Apple has released security updates for its iOS, iPadOS, macOS, and Safari products to address a zero-day vulnerability that has been actively exploited in hacker attacks.
Tracked as CVE-2023-23529, the bug is a type confusion issue in the Webkit browser engine that can be used by a remote attacker to achieve remote code execution by tricking a victim into visiting a specially crafted website. This type confusion issue was addressed with improved checks, the iPhone maker said.
The zero-day affects iPhone 8 and later, iPad Pro (all models), iPad Air 3rd generation and later, iPad 5th generation and later, and iPad mini 5th generation and later, Macs running macOS Ventura.

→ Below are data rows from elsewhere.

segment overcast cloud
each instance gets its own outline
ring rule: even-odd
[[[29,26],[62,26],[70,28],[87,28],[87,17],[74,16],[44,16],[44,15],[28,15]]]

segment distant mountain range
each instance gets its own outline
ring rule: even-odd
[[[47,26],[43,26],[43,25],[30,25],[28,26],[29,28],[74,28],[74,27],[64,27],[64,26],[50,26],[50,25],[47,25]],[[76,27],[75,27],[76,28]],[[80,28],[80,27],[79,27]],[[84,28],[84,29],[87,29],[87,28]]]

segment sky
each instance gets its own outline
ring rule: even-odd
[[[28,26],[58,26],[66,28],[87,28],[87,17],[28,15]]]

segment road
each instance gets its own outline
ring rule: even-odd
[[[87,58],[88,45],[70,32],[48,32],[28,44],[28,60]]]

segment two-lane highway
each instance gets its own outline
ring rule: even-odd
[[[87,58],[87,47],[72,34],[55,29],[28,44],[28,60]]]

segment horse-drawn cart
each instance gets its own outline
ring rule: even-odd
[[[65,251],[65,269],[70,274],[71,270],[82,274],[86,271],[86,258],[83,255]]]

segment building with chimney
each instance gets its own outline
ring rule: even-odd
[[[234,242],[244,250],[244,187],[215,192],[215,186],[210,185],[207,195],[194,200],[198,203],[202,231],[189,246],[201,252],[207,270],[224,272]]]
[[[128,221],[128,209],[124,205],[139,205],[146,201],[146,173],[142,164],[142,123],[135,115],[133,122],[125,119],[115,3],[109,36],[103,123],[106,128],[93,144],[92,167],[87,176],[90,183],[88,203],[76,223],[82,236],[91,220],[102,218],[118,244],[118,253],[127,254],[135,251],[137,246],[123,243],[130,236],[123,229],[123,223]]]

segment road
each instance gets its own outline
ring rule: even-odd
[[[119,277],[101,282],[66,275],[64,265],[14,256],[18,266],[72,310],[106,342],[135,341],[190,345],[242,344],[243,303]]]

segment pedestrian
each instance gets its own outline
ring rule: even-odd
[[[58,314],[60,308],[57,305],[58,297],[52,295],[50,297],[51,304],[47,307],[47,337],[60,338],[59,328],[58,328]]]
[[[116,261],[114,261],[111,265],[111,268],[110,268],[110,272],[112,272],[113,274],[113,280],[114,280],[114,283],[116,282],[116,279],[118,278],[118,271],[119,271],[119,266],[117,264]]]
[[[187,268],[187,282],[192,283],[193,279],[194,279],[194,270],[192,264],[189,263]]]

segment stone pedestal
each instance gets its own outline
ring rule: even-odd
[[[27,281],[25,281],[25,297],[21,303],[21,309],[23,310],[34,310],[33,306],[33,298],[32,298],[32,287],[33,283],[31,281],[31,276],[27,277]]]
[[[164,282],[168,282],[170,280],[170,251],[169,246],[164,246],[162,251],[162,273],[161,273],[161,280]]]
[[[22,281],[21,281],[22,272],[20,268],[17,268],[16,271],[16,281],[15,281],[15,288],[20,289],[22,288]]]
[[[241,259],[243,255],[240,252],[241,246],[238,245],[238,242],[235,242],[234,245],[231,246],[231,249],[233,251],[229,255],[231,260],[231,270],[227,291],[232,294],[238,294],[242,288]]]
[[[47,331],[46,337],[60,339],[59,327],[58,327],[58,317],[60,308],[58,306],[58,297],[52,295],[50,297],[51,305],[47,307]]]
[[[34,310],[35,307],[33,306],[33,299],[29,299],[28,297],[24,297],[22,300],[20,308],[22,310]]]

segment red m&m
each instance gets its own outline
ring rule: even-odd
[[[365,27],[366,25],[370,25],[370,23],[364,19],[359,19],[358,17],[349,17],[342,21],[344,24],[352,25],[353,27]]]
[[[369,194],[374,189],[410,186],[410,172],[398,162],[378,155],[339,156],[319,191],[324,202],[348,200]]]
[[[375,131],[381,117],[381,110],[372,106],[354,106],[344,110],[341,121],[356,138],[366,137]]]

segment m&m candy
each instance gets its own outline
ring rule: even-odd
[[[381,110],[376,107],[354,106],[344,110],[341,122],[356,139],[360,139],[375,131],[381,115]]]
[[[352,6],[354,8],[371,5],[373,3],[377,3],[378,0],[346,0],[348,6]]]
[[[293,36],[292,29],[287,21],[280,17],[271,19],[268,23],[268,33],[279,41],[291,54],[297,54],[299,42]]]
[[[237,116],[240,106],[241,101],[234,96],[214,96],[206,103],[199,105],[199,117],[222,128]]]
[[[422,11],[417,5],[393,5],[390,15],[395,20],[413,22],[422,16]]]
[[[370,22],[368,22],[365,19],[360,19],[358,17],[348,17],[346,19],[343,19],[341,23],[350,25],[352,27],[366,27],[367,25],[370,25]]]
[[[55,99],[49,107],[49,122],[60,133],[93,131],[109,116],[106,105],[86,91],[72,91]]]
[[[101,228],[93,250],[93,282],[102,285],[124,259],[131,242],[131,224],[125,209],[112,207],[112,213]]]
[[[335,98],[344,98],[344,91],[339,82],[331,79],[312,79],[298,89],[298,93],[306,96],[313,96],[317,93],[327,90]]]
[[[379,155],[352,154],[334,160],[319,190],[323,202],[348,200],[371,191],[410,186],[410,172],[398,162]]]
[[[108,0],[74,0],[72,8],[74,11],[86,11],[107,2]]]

Apple did not provide any details regarding attacks this flaw has been exploited in, only saying that “is aware of a report that this issue may have been actively exploited.”
Besides CVE-2023-23529, the tech giant patched a use-after-free issue (CVE-2023-23514) within OS kernel that could be abused by a local application to execute arbitrary code with kernel privileges.
Last month, Apple issued security updates for macOS, iOS, iPadOS, and WatchOS, to address a zero-day vulnerability in WebKit impacting older devices running iOS v12.
Tracked as CVE-2022-42856, the zero-day is type confusion issue that allows a remote attacker to achieve remote code execution by tricking the victim into visiting a malicious website.